Les puces sont partout
Anjali Bastianpillai: Quel est l’impact de l’essor de l’intelligence artificielle (IA) sur le secteur des semi-conducteurs?
Chris Miller: La conséquence immédiate est un accroissement de la demande de puces d’IA qui profite à de nombreux acteurs du secteur, et plus particulièrement au concepteur et fabricant américain Nvidia. Mais alors que cette première vague d’investissements a concerné surtout les centres de données, il faut imaginer qu’à terme, les systèmes d’IA fonctionneront de manière décentralisée, sur nos smartphones, dans nos voitures et sur les différents appareils électroniques que nous emportons partout: ce sera l’ère de l’edge computing.
Anjali Bastianpillai: Quelle est l’innovation qui vous captive le plus en ce moment?
Chris Miller: Aujourd’hui, l’innovation se focalise surtout sur l’amélioration des performances des puces d’IA, qui a permis de perfectionner les systèmes au cours de la décennie écoulée. Ainsi, les fabricants de processeurs graphiques (ou GPU), comme Nvidia, et de mémoires à large bande passante (ou HBM), comme SK Hynix, fournissent aujourd’hui des puces infiniment plus puissantes qu’il y a une dizaine d’années. Les grands systèmes d’IA sont ainsi entraînés sur une quantité très supérieure de données, ce qui les rend bien plus efficaces que leurs prédécesseurs.

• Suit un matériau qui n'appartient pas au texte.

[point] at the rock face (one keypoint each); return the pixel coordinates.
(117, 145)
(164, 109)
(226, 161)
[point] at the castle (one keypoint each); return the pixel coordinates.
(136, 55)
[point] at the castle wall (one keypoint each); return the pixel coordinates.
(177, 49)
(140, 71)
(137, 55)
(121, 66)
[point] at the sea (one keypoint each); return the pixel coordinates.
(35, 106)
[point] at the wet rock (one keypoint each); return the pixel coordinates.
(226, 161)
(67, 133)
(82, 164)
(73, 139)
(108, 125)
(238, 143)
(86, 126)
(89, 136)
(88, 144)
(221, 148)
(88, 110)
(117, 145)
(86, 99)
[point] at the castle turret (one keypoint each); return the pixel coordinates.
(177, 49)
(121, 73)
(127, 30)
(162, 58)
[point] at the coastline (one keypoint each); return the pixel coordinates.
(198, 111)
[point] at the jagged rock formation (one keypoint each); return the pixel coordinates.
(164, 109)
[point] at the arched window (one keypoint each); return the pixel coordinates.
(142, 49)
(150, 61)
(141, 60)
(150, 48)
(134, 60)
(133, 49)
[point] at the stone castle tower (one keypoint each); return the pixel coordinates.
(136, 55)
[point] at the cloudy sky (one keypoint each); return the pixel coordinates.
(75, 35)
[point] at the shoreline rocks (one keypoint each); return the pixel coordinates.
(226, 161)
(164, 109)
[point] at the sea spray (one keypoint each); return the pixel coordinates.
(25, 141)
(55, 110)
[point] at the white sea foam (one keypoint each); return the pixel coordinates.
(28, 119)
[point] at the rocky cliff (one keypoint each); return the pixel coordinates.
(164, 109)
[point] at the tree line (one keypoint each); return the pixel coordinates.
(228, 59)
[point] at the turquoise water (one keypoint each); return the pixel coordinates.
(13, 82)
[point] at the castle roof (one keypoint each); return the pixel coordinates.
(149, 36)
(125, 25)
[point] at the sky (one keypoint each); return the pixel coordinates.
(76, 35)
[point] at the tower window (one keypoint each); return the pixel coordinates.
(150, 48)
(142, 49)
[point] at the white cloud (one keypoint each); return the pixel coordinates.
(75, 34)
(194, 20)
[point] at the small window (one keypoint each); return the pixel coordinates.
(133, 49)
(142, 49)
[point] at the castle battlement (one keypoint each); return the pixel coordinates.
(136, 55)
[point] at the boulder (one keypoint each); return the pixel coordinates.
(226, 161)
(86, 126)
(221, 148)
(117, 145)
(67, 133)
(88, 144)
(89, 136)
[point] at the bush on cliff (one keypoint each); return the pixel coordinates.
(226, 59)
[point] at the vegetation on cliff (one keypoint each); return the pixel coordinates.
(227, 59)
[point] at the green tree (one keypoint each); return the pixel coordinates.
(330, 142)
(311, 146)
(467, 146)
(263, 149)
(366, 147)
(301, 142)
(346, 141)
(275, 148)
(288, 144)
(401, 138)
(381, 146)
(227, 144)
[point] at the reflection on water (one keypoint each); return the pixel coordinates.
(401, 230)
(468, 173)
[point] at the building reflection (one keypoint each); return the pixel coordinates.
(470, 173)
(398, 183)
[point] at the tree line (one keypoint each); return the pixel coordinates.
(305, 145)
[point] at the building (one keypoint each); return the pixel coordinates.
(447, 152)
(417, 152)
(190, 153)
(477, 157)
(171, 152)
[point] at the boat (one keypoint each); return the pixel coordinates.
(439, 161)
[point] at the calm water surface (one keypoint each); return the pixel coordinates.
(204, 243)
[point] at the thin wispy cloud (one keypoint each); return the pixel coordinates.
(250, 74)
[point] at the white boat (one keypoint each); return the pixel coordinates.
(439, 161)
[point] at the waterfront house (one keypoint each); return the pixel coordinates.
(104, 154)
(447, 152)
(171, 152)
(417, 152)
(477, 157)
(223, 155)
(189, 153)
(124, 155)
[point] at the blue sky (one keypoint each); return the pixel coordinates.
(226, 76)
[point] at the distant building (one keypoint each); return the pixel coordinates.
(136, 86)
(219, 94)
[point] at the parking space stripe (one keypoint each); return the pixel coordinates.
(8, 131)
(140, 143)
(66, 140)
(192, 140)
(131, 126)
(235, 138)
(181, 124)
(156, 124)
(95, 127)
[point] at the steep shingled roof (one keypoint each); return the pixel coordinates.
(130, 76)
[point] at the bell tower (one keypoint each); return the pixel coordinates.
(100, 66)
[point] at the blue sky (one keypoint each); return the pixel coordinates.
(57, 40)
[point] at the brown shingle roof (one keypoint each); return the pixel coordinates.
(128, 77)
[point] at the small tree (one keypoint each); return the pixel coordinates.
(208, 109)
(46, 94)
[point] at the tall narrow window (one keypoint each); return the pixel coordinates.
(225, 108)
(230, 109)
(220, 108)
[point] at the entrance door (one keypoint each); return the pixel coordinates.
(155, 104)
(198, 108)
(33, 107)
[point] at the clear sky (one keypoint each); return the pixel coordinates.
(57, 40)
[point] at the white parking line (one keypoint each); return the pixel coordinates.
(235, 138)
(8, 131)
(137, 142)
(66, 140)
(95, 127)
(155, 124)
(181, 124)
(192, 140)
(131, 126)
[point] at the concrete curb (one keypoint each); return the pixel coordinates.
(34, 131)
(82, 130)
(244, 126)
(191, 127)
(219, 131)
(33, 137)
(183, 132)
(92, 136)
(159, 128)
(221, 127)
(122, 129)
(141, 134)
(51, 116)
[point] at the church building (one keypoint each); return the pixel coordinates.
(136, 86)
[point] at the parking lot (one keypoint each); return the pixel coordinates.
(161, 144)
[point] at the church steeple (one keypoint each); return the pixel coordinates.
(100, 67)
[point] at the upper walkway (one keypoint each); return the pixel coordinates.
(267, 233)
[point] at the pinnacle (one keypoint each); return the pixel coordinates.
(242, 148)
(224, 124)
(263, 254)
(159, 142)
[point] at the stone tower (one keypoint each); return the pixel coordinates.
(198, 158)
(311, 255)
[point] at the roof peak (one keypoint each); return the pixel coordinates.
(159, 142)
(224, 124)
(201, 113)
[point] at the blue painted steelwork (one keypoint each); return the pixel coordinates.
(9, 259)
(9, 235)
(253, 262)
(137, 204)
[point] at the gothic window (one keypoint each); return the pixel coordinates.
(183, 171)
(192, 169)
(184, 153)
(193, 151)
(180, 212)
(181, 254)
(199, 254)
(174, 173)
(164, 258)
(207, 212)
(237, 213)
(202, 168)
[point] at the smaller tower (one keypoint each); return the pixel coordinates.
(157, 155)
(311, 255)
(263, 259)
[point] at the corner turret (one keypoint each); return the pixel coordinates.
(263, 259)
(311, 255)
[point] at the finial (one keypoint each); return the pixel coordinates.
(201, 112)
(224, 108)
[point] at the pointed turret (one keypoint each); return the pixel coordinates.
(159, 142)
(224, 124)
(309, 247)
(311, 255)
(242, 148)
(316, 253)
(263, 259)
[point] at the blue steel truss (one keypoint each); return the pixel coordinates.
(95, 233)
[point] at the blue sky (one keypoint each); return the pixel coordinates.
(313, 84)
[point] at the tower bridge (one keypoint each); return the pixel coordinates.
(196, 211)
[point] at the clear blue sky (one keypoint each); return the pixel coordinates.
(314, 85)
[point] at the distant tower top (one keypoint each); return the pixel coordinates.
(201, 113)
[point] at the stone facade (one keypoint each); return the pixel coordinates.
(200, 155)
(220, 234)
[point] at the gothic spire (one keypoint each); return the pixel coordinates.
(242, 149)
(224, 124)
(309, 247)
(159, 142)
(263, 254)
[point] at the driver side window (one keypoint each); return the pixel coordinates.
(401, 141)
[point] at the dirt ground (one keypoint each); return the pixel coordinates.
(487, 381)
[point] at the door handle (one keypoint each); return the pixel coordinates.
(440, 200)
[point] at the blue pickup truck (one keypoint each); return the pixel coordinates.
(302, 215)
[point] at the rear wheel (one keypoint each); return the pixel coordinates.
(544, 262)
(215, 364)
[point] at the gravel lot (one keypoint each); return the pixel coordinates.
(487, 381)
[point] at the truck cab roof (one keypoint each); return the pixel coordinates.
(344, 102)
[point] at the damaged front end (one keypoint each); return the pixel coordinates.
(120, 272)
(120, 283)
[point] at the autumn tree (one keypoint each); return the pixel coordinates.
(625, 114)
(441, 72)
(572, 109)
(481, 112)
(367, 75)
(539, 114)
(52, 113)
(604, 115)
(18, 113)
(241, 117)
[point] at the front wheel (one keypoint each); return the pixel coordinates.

Dans un premier temps, l’essor de l’IA freinera la transition énergétique, car il faudra plus de combustibles fossiles pour faire tourner les nouveaux centres de données consacrés à l’IA. Malgré tout, les semi-conducteurs joueront un rôle moteur dans l’électrification de nos économies.
Anjali Bastianpillai: Quels sont les cas d’usage les plus intéressants?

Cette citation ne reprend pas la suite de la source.